On Fri, 9 Jun 2017 18:47:43 +0600
Yerden Zhumabekov <[email protected]> wrote:
> On 06.06.2017 19:19, Ananyev, Konstantin wrote:
> >
> >>>> Maybe there is some deeper reason for the >= 128-byte alignment logic
> >>>> in rte_ring.h?
> >>> Might be, would be good to hear opinion the author of that change.
> >> It gives improved performance for core-2-core transfer.
> > You mean empty cache-line(s) after prod/cons, correct?

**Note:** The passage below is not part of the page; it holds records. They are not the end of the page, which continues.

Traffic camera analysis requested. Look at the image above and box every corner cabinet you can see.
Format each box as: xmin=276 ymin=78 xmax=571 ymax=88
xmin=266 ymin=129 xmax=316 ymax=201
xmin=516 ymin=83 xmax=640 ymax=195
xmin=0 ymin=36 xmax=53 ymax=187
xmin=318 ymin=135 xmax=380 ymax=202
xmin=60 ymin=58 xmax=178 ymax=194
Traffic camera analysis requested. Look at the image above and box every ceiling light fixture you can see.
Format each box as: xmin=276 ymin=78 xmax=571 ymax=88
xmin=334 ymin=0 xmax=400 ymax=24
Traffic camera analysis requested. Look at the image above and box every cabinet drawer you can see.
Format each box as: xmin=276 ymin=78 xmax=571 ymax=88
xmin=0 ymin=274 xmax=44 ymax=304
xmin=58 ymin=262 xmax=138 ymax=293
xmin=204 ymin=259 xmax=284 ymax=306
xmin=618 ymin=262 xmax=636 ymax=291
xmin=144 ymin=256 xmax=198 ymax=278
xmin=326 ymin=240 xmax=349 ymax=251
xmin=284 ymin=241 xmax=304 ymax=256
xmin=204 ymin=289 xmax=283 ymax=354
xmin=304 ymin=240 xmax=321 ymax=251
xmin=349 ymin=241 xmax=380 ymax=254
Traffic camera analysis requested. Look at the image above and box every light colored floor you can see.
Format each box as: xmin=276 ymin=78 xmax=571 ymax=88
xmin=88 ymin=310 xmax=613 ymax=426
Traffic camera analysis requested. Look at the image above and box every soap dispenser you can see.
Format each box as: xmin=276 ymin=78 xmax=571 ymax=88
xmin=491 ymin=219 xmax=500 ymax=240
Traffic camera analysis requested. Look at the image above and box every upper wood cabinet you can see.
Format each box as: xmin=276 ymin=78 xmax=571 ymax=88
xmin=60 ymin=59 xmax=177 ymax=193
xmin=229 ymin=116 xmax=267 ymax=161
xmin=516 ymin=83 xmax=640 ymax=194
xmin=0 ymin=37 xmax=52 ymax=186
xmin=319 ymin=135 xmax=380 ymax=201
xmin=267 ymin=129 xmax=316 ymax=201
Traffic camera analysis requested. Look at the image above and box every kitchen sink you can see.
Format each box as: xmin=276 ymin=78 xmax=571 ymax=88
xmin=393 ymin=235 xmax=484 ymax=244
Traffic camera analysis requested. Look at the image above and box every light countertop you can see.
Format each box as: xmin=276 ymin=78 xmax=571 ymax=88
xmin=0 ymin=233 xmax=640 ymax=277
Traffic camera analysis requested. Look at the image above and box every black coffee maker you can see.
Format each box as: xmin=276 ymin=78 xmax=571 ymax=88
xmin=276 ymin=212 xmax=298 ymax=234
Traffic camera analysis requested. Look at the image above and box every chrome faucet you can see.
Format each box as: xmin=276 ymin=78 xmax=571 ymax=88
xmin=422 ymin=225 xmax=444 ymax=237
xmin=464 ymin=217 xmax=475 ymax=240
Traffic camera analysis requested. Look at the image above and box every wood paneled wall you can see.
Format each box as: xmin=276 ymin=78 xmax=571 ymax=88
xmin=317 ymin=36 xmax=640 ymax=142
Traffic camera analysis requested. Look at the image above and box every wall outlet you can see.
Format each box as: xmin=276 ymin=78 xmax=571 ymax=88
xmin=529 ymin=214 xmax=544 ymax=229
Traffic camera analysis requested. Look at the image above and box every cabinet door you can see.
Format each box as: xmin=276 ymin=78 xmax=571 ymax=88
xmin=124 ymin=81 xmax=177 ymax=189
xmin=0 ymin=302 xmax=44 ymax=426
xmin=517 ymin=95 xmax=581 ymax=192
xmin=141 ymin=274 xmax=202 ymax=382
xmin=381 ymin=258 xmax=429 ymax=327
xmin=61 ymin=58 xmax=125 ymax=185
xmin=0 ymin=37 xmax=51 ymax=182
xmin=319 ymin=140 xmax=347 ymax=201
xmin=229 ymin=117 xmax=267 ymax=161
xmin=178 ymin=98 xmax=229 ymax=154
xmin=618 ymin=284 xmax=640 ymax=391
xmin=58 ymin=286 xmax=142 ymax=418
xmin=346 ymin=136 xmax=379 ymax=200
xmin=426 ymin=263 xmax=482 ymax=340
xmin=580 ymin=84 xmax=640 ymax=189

> > That's ok but why we can't keep them and whole rte_ring aligned on
> > cache-line boundaries?
> > Something like that:
> > struct rte_ring {
> > ...
> > struct rte_ring_headtail prod __rte_cache_aligned;
> > EMPTY_CACHE_LINE __rte_cache_aligned;
> > struct rte_ring_headtail cons __rte_cache_aligned;
> > EMPTY_CACHE_LINE __rte_cache_aligned;
> > };
> >
> > Konstantin
> >
>
> I'm curious, can anyone explain, how does it actually affect
> performance? Maybe we can utilize it application code?
I think it is because on Intel CPU's the CPU will speculatively fetch adjacent
cache lines.
If these cache lines change, then it will create false sharing.